Tumour infiltrating lymphocyte (TIL) therapy consists of extracting immune cells from surgically removed tumours and growing them in the lab. This not only allows immune cells to be “switched back on”, but increases their total number. When these cells are given back to patients, these cells can tip the battle in favour of the immune system and lead to tumour remissions.
TIL therapy is an experimental therapy that has shown great activity in treating patients with metastatic melanoma. We wish to see whether there is the potential for TIL therapy to be used in childhood brain cancers.
Patient who received TIL therapy for melanoma with extracranial metastases. A) An intracranial tumour growth was observed after infusion with TILs. B) On a pre-radiotherapy scan it was observed the tumour had shrunk, therefore radiotherapy was not given. C) 1 year on extracranial and intracranial tumours resolved, two years on, the patient is still in complete remission.
Tumour sample sizes and starting numbers of immune cells is lower in brain tumours than in many other tumour types, so part of this project has been adapting existing methods of growing immune cells to deal with small numbers of cells. Small numbers of cells also means we have less material on which to run tests when we receive tumour samples. It has, therefore, been necessary to adapt our analysis techniques to utilise the minimum amount of starting material, whilst still gaining robust results. So far this has been successful and we have been able to scale down the amount of material required for analysis by 10 fold.
So far we have seen encouraging results growing TILs. From one glioma sample, we observed a 1,300 fold expansion of TILs over a period of 2 weeks. We are hopeful that these results can be replicated in other types of paediatric brain cancers.
Crucially we are awaiting data on the health and the anti-tumour capacity of these cells after growth. This will be vital in determining the potential of this approach in this setting.
A grant extension review of this project will be undertaken by our Scientific Advisory Board over the coming weeks and recommendations for further project funding will be presented to the Friends of Rosie Board of Trustees.

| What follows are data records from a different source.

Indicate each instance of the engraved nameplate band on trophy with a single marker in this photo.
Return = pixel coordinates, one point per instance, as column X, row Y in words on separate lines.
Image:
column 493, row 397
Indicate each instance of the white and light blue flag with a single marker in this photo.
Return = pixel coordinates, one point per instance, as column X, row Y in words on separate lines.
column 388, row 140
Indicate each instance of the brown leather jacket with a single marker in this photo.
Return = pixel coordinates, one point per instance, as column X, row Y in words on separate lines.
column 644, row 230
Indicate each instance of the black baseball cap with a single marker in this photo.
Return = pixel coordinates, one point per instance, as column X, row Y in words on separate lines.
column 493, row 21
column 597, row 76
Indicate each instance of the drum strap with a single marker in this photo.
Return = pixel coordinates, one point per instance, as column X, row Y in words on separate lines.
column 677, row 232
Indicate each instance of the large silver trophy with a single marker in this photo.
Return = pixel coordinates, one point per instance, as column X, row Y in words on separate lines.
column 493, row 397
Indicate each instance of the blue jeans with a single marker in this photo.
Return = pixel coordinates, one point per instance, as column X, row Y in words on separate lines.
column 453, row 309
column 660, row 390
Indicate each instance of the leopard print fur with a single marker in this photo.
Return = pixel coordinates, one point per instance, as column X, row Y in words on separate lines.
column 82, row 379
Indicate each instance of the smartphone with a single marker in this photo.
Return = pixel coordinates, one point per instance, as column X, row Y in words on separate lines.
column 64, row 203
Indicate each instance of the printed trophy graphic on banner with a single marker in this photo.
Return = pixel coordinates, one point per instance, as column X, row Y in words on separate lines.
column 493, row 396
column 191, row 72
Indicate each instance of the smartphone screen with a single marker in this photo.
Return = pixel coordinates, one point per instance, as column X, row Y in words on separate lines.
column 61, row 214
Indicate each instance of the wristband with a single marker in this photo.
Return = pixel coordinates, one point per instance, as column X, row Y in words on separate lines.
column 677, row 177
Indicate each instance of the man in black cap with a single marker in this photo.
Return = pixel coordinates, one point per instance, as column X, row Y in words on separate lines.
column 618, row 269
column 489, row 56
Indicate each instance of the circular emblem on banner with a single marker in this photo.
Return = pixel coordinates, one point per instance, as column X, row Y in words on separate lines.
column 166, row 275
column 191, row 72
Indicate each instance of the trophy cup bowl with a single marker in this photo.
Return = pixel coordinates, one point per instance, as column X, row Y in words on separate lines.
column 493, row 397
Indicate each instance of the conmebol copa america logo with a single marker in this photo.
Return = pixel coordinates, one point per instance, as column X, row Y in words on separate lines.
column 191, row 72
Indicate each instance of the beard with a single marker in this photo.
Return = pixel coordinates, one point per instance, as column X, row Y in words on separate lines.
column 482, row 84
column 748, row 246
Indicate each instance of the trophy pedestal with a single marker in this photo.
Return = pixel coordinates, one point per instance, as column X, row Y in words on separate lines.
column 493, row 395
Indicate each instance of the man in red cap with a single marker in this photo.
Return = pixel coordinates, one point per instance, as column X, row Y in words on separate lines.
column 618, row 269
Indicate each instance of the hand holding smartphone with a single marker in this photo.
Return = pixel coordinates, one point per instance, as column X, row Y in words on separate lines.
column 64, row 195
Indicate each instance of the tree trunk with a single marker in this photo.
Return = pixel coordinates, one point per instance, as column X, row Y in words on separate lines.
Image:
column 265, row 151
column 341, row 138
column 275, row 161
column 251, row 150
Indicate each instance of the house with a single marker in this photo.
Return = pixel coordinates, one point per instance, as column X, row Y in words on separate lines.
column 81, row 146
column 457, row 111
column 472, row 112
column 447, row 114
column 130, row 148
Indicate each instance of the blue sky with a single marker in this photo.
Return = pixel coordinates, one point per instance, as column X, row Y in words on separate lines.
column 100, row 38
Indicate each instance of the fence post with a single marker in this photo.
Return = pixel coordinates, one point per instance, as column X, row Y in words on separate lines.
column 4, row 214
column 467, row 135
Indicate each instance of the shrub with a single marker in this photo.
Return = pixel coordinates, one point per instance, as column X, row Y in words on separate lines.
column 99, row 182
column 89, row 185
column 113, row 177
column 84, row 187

Project 2 – treatment and improved detection of rare bone cancer in children
This project, which commenced in July 2017, is researching the treatment and improved detection of osteosarcoma – a rare type of bone cancer that most commonly affects children and young people. There is an urgent requirement to develop novel therapies that target metastatic osteosarcoma. In addition, better detection is pivotal to improving outcomes for children and young people with this form of cancer. If successful, the data obtained during this research could help to greatly improve the detection and treatment of patients with osteosarcoma in the future.
Below is a project update from lead Friends of Rosie-funded researcher, Dr. Katherine Finegan at The University of Manchester.
Osteosarcoma is a rare type of bone cancer that usually develops in growing bones. It’s therefore most common in children and adolescents. Surgery and chemotherapy are effective treatments for those patients whose cancer hasn’t yet spread. However, if the osteosarcoma spreads to other parts of the body, called metastasising, fewer than 30% of patients survive five years after diagnosis, a survival rate that has remained virtually unaltered over the last 30 years.
Through this project we are researching the role of a protein called, ERK5, which is believed to advance the spread of tumours. The project will aim to validate the use of ERK5 inhibitors in the treatment of the metastatic spread of osteosarcoma, whilst simultaneously developing novel molecular-imaging based methods to detect the progression of the disease.
The research team (pictured left) have also been developing some novel inhibitors (as part of another project), which we have discovered affect the growth and spread of osteosarcoma cells. The remaining 9 months of this project will involve further imaging experiments on our osteosarcoma models and targeting of a pathway that we think will prevent the spread of osteosarcoma in our models and as a result would become the basis of a future treatment for osteosarcoma patients.
The research team for this project includes Dr. Katherine Finegan, Heather Eyre (research technician), and Jason Chu (PhD student). An interim report for this project will be submitted to and evaluated by the Friends of Rosie Scientific Advisory Board in January 2018.